There was a rough correlation between CNP activity and tacrolimus concentration in 33 patients. This association was evident in patients who were only administered tacrolimus, but disappeared after the co-administration of mycophenolate. In 118 healthy individuals, the mean proportion of helper T-cells was 37.4±8.1%. According to ImmuKnow assay, their immune responses were strong in 12 patients (10.2%), moderate in 92 patients (78.0%), and low in 14 patients (11.9%). In 85 patients waiting for LT, there was a rough correlation between the ImmuKnow ATP level and age. Their immune responses were strong in 0 patients (0%), moderate in 8 patients (9.4%), and low in 77 patients (90.6%). There was a difference in the ImmuKnow ATP levels between healthy individuals and patients with liver disease. In 137 LT recipients, there was no correlation between the ImmuKnow ATP levels and tacrolimus concentration. This trend did not change after grouping the patients according to co-administration with mycophenolate. Eight recipients experienced acute rejection, but none showed strong immune response.

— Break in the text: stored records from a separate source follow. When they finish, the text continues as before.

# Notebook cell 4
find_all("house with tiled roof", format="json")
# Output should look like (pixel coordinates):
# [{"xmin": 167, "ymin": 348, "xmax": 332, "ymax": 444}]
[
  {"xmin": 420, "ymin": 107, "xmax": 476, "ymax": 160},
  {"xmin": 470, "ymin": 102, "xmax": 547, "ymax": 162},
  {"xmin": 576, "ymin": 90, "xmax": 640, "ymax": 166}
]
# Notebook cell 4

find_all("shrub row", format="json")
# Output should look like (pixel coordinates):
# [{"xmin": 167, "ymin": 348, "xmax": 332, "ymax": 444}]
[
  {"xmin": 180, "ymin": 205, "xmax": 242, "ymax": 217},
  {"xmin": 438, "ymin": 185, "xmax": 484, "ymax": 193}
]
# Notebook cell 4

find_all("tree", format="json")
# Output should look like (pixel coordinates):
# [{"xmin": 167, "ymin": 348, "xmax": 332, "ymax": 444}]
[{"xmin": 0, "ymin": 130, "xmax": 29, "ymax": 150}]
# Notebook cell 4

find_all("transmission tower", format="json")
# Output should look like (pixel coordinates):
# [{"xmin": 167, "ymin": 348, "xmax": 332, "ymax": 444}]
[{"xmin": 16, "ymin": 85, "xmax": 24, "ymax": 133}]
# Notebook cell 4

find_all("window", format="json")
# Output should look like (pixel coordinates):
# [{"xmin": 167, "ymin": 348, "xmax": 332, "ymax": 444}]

We think that both CNP activity assay and ImmuKnow assay are too limited to objectively determine the level of immunosuppression. Further studies should be performed to identify other methods for immune function monitoring.
背景/目的:我们评估了免疫细胞监测在成人肝移植受者中的临床实用性。
本研究分为两部分,分别独立使用钙调神经磷酸酶(CNP)活性测定法和免疫状态监测(ImmuKnow)测定法作为成人肝移植受者免疫细胞功能的体外监测工具。
33例患者的CNP活性与他克莫司浓度之间存在大致相关性。这种关联在仅接受他克莫司治疗的患者中明显,但在联合使用霉酚酸酯后消失。在118名健康个体中,辅助性T细胞的平均比例为37.4±8.1%。根据免疫状态监测测定法,12例患者(10.2%)免疫反应强,92例患者(78.0%)免疫反应中等,14例患者(11.9%)免疫反应弱。在85例等待肝移植的患者中,免疫状态监测ATP水平与年龄之间存在大致相关性。0例患者(0%)免疫反应强,8例患者(9.4%)免疫反应中等,77例患者(90.6%)免疫反应弱。健康个体与肝病患者的免疫状态监测ATP水平存在差异。在137例肝移植受者中,免疫状态监测ATP水平与他克莫司浓度之间无相关性。根据是否联合使用霉酚酸酯对患者进行分组后,这一趋势未改变。8例受者发生急性排斥反应,但均未表现出强烈免疫反应。
我们认为CNP活性测定法和免疫状态监测测定法都有局限性,无法客观确定免疫抑制水平。应进行进一步研究以确定其他免疫功能监测方法。